A AICIB promove a capacitação dos Centros de Investigação Clínica (CIC) em ensaios clínicos de qualquer fase, da fase I à fase IV. Porque, como referi, esta investigação clínica pressupõe a interação com pessoas, quer saudáveis, quer com uma determinada patologia. Por exemplo, nos ensaios da fase I, temos, maioritariamente, indivíduos saudáveis. Normalmente, esses ensaios correm bem, mas, por vezes, isso não acontece. Por isso, existe a necessidade de termos os ensaios desta fase incluídos em instituições de saúde, capazes de prestar um serviço imediato nos casos em que o ensaio não corre tão bem quanto estava preconizado. Desse modo, é assegurada a existência de recursos humanos capacitados que, por sua vez, asseguram que aquele ensaio decorre dentro das regras estipuladas e com a qualidade necessária.


Falta-nos então abordar o quarto eixo de atividade da AICIB.
Exato, o quarto eixo dedica-se à implementação de tecnologias que permitam o tratamento de dados. Os dados em saúde são de uma riqueza enorme. Se pensarmos nos dados em saúde que existem e se pensarmos em investigação clínica, há aí um manancial de informação que está, claramente, subaproveitado.

É necessário que exista a possibilidade de termos esses dados organizados de forma a poderem ser utilizados na investigação clínica, obviamente que devidamente anonimizados e com todo o respeito pelas regras inerentes à sua utilização. Digamos que esses dados não devem ser mantidos num repositório morto, devendo, antes, ser estruturados e existir uma interoperabilidade dos vários sistemas de registo de dados existentes no sistema nacional de saúde.

Este recurso aos dados clínicos estruturados é importante para o País, mas é também uma preocupação a nível europeu.
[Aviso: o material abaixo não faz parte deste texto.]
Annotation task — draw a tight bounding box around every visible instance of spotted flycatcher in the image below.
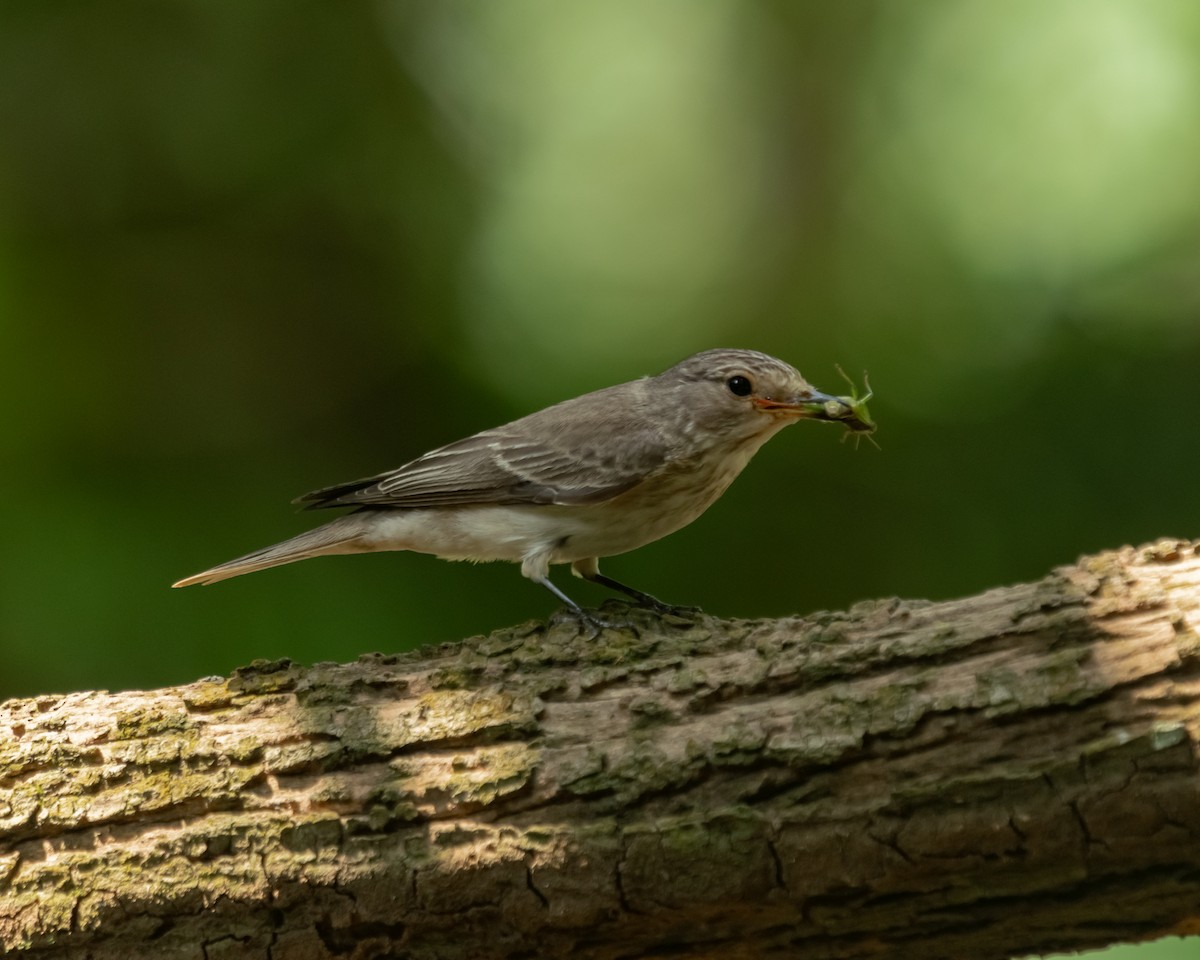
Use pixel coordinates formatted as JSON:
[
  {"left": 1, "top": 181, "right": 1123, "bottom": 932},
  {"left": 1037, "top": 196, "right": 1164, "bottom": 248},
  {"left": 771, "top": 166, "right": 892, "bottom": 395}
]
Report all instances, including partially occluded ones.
[{"left": 174, "top": 349, "right": 874, "bottom": 616}]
Aliás, no início de junho, e no âmbito da Presidência Portuguesa da União Europeia, vai existir, precisamente, uma iniciativa dedicada a estas questões associadas à ciência dos dados e à interoperabilidade dos sistemas de registo.

Gostaríamos de conseguir ter uma estruturação e organização dos dados clínicos numa perspetiva de big data, mas, para isso, é necessária, evidentemente, uma interação com a Direção-Geral da Saúde (DGS) e com os próprios SPMS [Serviços Partilhados do Ministério da Saúde]. É uma ação que tem de se ir fazendo. Está prevista a aplicação do regulamento europeu de proteção de dados ainda este ano, embora tenhamos sempre de contar com as especificidades dos diversos países. Mas o facto é que, neste momento, temos, a nível nacional, ferramentas, institutos e investigadores da área da Inteligência Artificial que nos permitem ter uma capacidade de ajudar e construir parcerias ativas na construção destas bases de dados estruturadas capazes de ser utilizadas na criação de novo conhecimento, útil não só para a investigação em saúde, como também para os serviços de saúde e para a sociedade como um todo. O que é preciso é quebrar fronteiras, juntar e articular estes diferentes interlocutores com competências complementares.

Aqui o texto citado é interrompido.